Foi esta frase que, em poucas horas, esgotou a bateria do meu telemóvel, com tantas mensagens que recebi. A maioria delas foram mensagens privadas, de pessoas indignadas, ofendidas e a ofenderem-me por defender algo tão simples como a mais livre das liberdades: sermos o que sentimos que somos.
Isto leva-me à escrita deste texto no dia de hoje. Há milhares de razões para se comemorar o Dia Internacional da Mulher, há milhares de razões para se aderir à Greve Feminista Internacional, e há centenas de milhares de razões para que se assinale neste dia, a luta de todos os dias. Hoje têm-se partilhado textos de opinião muito interessantes, que chamam a atenção desde as desigualdades salariais entre homens e mulheres, à violência doméstica, o trabalho doméstico não remunerado e não reconhecido feito pelas mulheres, às pressões sociais da maternidade, o assédio sexual, e por aí fora. Aconselho vivamente a leitura de todos os textos que vão sendo partilhados, de modo a acutilar o nosso sentido crítico e espírito de luta. No entanto, no dia de hoje, quis escrever especialmente sobre a violência transfóbica entranhada no sistema.
É de forma comovente e inspiradora que vejo as lutas e as conquistas diárias que vamos fazendo numa sociedade patriarcal, machista e misógina. Mas é importante percebermos que o mundo não é todo cis. Não nos identificamos todos com o género atribuído à nascença em função do nosso sexo biológico. Todas as pessoas transportam em si um mundo inteiro. Todos os mundos são diferentes, únicos e especiais. O mundo não é todo binário e é importante entendermos isso.
Preocupa-me que, desde outubro, tenhamos na Assembleia da República um deputado que diz publicamente que as pessoas transgénero ou transsexuais são “aberrações”, e que viva em absoluta impunidade com tais declarações. Se o caminho já era duro, desde outubro temos um deputado que institucionaliza, normaliza e faz propaganda de um discurso violento e de incentivo ao ódio em relação a várias minorias e, em particular, às que referi acima.

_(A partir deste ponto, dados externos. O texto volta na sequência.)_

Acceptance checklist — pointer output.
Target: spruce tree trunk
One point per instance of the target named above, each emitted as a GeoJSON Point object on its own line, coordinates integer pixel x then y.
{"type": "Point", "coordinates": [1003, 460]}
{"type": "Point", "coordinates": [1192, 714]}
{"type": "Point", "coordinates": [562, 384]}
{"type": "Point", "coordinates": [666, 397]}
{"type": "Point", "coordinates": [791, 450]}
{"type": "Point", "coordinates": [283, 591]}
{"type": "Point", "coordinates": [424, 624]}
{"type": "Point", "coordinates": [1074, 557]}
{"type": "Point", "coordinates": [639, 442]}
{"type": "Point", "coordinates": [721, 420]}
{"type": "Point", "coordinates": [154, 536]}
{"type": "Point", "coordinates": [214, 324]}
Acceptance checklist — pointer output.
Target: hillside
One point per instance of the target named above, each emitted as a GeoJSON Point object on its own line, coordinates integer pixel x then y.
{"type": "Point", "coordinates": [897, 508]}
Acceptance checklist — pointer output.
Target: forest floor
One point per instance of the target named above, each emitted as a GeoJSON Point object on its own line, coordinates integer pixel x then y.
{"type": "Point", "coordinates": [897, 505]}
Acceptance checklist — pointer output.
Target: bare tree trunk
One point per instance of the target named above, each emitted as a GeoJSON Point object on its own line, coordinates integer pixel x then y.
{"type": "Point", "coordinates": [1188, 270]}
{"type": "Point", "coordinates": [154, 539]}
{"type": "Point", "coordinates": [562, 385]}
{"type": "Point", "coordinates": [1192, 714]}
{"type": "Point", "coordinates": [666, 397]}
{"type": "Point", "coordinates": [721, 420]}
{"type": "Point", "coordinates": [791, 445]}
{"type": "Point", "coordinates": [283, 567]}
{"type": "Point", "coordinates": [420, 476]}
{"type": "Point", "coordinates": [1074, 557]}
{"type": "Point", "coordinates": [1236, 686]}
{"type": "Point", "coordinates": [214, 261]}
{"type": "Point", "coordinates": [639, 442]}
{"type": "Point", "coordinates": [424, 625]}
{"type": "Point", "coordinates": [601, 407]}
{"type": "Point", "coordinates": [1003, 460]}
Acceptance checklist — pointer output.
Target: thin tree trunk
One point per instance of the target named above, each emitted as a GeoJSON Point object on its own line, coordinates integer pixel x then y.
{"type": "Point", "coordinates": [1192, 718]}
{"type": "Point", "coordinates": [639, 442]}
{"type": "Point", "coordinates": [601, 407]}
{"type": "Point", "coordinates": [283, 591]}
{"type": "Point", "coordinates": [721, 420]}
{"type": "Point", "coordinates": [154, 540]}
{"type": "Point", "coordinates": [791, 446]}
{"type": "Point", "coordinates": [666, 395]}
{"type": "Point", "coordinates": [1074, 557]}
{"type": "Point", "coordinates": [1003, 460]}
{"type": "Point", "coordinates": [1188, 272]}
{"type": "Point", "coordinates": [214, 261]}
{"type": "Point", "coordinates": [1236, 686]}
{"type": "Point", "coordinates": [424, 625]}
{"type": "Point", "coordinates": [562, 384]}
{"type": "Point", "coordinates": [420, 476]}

Assim, uso hoje o meu espaço de fala, o meu lugar público, para dar voz a todos e todas as que de alguma forma vêem a sua liberdade e o seu direito de autodeterminação ameaçado ou ainda não concedido.
Hoje adiro à Greve Feminista Internacional, que começa na Praça dos Poveiros às 15h, com um cartaz pelo fim da violência do cis-tema numa mão, e As Novas Cartas Portuguesas na outra mão, por ser sempre um bom livro para ler ou para atirar, gentilmente, à cabeça de alguém.